Ethique : Notions communes

Comment comprendre ce que Spinoza appelle « notions communes » (Ethique, II, 37-30) ? C’est un certain type de rapport sous lequel des corps peuvent s’accorder et des corps peuvent s’accorder en tant qu’ils ont des propriétés communes. Les propriétés communes sont celles de l’Etendue, et dans un premier cas nous avons affaire à des notions communes générales c’est-à-dire qui peuvent s’appliquer à plusieurs corps. Mais il existe aussi des notions communes qui expriment la convenance de deux ou plusieurs corps singuliers en tant qu’ils ont des propriétés qu’ils ne partagent pas avec l’ensemble de l’attribut Etendue.

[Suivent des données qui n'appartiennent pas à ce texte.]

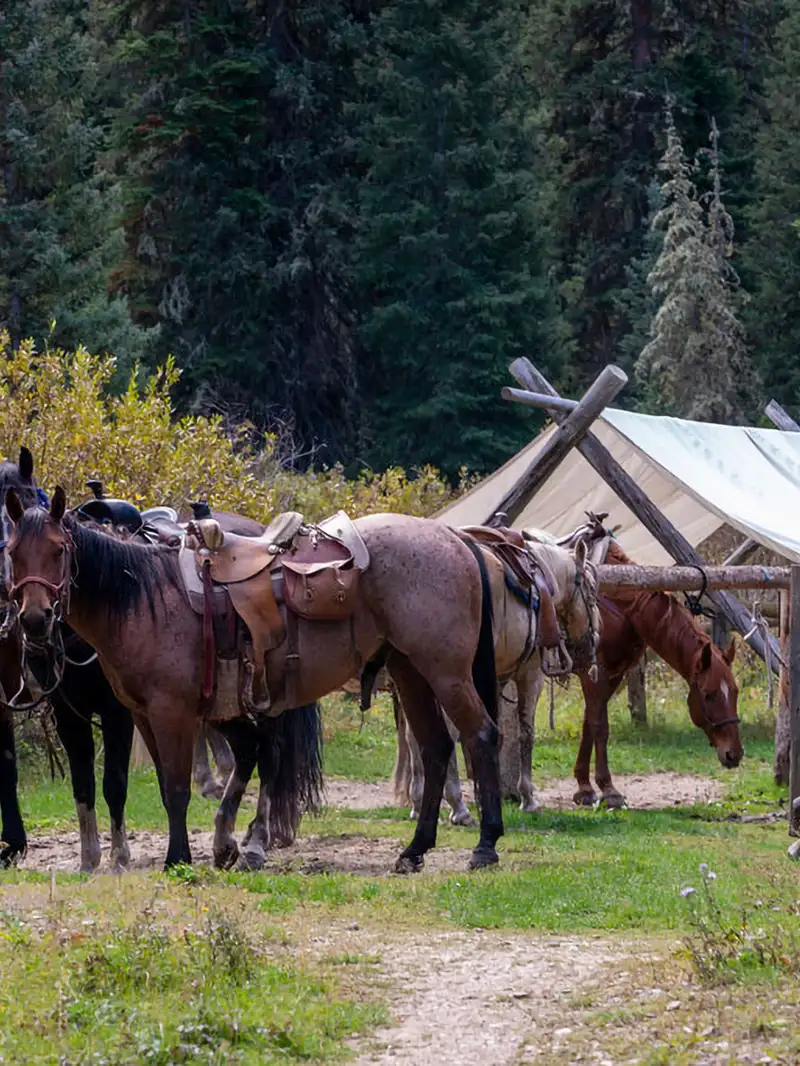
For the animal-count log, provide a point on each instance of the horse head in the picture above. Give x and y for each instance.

Or ce genre de notions communes qui exprime d’abord la compatibilité de deux modes est prouvé d’abord en leur corps : nous connaissons spontanément ces notions communes lorsque nous éprouvons de la joie – une affection par laquelle notre propre puissance d’agir se trouve accrue. La joie est l’expérience de la notion commune particulière. Elle est l’expression dans l’esprit de la convenance de notre corps et d’autres corps. Il y a de la joie dans chacune de nos perceptions dans la mesure où elles impliquent l’exercice d’un organe, la vue par exemple, ou l’audition : par là, nous saisissons directement des notions communes.

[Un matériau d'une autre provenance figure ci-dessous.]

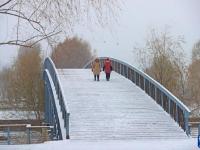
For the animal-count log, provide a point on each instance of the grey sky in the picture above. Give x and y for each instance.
(136, 17)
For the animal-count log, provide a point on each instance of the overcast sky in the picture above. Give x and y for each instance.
(136, 18)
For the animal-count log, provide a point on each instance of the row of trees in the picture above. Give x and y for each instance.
(22, 86)
(45, 19)
(163, 59)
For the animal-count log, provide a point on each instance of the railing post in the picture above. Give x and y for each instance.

Par contre, la tristesse ou la crainte expriment ce en quoi notre nature corporelle est contrariée. Jamais la tristesse ne conduira à former des notions communes. Réciproquement, si nous éprouvons la joie de comprendre, c’est-à-dire le passage de notre puissance de penser d’une perfection moindre à une perfection supérieure, donc si nous éprouvons un accroissement de la puissance de penser, il y aura un accroissement correspondant de la puissance du corps. Il n’est pas possible qu’il y ait un sentiment de joie sans accroissement de la puissance du corps, c’est-à-dire l’expression dans le corps des rapports de composition avec les autres corps tel que le pouvoir de percevoir des corps se trouve accru.